Oude Testament

Nieuwe Testament

Numeri 22:7-16 NBG-vertaling 1951 (NBG51)

7. Toen gingen de oudsten van Moab en van Midjan, met het waarzeggersloon bij zich, op weg, en bij Bileam aangekomen, brachten zij hem de woorden van Balak over.

8. Hij dan zeide tot hen: Overnacht hier deze nacht, dan zal ik u bescheid geven, zoals de Here tot mij spreken zal.
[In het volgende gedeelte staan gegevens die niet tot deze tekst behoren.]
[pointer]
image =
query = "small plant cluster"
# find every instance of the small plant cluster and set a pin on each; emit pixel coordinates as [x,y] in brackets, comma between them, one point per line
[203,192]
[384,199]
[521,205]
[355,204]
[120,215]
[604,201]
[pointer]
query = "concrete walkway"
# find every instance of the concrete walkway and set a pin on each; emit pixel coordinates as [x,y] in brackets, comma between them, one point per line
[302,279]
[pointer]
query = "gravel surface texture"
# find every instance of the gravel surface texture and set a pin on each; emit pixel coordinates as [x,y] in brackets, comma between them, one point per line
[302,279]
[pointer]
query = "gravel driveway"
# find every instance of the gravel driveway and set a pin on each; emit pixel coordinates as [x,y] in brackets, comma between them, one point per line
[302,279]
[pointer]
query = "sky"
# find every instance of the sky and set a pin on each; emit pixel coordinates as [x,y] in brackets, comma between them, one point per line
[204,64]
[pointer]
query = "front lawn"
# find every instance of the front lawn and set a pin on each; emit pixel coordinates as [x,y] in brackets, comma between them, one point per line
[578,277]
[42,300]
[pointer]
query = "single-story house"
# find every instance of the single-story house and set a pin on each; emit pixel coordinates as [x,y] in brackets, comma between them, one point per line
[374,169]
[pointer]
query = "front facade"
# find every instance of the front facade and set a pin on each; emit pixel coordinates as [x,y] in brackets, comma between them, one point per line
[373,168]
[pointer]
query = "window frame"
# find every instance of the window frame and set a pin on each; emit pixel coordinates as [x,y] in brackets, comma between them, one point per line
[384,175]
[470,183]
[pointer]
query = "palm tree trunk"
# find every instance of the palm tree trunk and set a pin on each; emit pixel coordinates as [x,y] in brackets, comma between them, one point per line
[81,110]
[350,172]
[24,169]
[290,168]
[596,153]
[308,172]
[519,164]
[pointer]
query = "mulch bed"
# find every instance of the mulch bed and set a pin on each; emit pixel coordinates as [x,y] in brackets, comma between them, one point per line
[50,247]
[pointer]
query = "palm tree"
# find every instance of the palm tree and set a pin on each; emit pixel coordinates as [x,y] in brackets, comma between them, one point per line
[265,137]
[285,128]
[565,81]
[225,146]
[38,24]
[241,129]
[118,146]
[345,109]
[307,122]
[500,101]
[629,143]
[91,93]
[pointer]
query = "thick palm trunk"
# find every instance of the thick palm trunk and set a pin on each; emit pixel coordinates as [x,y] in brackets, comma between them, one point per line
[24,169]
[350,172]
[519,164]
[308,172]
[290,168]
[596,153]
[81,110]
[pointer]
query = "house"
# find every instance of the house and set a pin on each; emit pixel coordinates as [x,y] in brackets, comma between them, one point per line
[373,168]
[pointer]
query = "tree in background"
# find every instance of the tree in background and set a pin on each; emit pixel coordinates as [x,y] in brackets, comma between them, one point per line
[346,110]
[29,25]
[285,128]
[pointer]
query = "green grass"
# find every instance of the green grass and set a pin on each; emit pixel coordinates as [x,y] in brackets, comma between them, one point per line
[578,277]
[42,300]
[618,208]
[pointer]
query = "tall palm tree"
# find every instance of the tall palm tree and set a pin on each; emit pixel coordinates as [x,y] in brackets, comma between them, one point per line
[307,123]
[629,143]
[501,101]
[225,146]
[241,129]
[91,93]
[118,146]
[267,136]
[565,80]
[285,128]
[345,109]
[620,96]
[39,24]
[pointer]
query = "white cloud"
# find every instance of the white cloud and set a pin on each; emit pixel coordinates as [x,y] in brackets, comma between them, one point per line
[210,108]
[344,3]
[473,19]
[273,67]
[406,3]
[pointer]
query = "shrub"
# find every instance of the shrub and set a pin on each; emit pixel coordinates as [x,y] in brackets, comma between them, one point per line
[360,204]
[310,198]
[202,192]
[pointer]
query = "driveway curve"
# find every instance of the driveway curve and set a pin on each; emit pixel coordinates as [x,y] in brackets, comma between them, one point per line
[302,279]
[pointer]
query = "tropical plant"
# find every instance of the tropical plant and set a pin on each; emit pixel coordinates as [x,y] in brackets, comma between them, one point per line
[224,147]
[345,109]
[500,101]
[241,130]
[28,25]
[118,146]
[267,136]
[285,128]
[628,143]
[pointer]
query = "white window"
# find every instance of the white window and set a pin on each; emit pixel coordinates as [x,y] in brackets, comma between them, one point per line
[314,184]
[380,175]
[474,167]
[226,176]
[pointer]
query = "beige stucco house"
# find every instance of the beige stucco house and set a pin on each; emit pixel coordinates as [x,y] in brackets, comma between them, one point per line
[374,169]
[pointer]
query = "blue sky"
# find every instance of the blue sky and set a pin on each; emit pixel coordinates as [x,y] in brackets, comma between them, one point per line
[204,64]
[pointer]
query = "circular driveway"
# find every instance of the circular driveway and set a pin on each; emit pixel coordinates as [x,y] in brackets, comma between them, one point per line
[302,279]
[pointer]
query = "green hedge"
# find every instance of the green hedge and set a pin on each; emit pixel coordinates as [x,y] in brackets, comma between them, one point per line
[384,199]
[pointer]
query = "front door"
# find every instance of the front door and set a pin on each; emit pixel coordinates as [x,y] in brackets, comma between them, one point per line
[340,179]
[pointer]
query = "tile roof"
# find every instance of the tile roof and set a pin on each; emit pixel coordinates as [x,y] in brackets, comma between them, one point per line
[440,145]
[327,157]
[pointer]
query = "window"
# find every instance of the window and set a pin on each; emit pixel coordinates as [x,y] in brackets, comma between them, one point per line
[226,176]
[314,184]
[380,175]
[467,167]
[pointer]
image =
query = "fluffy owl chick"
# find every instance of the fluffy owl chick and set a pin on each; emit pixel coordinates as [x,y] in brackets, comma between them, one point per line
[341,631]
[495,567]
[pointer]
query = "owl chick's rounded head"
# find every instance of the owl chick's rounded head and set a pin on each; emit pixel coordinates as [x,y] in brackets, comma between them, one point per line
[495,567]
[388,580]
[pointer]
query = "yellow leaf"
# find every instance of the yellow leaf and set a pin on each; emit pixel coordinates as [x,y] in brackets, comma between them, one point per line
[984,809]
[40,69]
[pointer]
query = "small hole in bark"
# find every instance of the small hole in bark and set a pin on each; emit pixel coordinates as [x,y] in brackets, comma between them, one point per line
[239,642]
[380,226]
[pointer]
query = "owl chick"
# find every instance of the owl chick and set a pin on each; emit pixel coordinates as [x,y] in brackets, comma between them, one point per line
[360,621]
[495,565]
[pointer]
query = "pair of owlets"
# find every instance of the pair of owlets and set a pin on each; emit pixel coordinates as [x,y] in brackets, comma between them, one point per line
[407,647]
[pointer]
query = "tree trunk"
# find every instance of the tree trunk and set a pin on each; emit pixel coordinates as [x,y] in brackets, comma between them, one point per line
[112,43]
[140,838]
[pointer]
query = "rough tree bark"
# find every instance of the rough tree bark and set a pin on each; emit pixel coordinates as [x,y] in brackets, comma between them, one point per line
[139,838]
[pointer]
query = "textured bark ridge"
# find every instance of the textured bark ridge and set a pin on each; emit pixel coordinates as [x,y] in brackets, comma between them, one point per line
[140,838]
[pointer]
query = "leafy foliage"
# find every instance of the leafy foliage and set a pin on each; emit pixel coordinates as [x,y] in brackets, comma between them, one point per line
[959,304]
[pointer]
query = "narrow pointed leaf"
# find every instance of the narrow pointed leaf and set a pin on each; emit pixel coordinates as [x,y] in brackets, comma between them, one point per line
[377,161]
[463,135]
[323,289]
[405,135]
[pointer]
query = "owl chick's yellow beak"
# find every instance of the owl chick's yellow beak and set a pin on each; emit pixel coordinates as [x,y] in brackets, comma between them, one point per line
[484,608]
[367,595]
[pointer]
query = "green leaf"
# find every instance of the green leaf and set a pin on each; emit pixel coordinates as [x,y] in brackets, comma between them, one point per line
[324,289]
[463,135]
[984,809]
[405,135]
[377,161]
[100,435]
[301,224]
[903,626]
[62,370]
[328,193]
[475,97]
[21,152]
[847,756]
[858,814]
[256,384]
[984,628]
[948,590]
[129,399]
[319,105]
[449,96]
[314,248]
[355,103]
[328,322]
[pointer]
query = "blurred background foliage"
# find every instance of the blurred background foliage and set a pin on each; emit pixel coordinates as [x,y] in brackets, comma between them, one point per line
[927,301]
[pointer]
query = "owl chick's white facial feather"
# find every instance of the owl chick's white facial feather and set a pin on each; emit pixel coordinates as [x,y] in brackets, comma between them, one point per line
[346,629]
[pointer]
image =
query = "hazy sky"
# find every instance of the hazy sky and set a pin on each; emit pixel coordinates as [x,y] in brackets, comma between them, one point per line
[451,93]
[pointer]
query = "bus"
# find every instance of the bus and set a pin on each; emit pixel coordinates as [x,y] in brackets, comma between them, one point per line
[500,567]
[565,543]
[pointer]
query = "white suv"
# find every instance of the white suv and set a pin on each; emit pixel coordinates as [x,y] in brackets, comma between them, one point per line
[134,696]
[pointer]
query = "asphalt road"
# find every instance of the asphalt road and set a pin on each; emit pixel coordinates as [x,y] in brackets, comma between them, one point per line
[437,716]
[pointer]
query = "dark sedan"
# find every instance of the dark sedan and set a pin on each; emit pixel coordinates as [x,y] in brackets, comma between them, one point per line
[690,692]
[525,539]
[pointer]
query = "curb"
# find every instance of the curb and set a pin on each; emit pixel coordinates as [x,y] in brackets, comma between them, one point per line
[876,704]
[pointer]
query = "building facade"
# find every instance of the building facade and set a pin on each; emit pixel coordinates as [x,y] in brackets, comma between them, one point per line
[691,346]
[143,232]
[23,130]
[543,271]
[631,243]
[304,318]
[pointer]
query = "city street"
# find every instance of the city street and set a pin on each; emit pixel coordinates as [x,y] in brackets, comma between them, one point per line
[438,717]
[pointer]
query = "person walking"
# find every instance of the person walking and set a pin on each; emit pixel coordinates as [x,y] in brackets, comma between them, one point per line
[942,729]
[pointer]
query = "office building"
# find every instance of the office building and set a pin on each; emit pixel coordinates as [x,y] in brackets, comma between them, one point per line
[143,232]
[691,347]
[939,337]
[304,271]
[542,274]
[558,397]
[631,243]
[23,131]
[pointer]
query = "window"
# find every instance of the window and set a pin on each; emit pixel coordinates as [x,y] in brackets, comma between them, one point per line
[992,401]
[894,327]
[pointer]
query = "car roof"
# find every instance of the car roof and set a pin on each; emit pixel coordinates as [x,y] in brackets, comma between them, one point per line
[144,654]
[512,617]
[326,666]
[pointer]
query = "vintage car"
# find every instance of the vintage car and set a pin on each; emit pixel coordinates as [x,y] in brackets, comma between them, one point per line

Toen bleven de vorsten van Moab bij Bileam.

9. God nu kwam tot Bileam en zeide: Wie zijn die mannen bij u?

10. En Bileam zeide tot God: Balak, de zoon van Sippor, de koning van Moab, heeft tot mij de boodschap gezonden:

11. Zie, er is een volk, dat getrokken is uit Egypte, en dat de oppervlakte van het land overdekt; nu dan, kom vervloek het mij, misschien zal ik dan in staat zijn daartegen te strijden en zal ik het verdrijven.

12. Toen zeide God tot Bileam: Gij zult met hen niet medegaan, gij zult dat volk niet vervloeken, want het is gezegend.

13. En Bileam stond des morgens op en zeide tot de vorsten van Balak: Gaat naar uw land, want de Here weigert mij toe te staan met u mee te gaan.

14. Toen begaven de vorsten van Moab zich op weg en bij Balak aangekomen, zeiden zij: Bileam weigerde met ons mee te gaan.

15. Maar Balak zond opnieuw vorsten, talrijker en aanzienlijker dan dezen.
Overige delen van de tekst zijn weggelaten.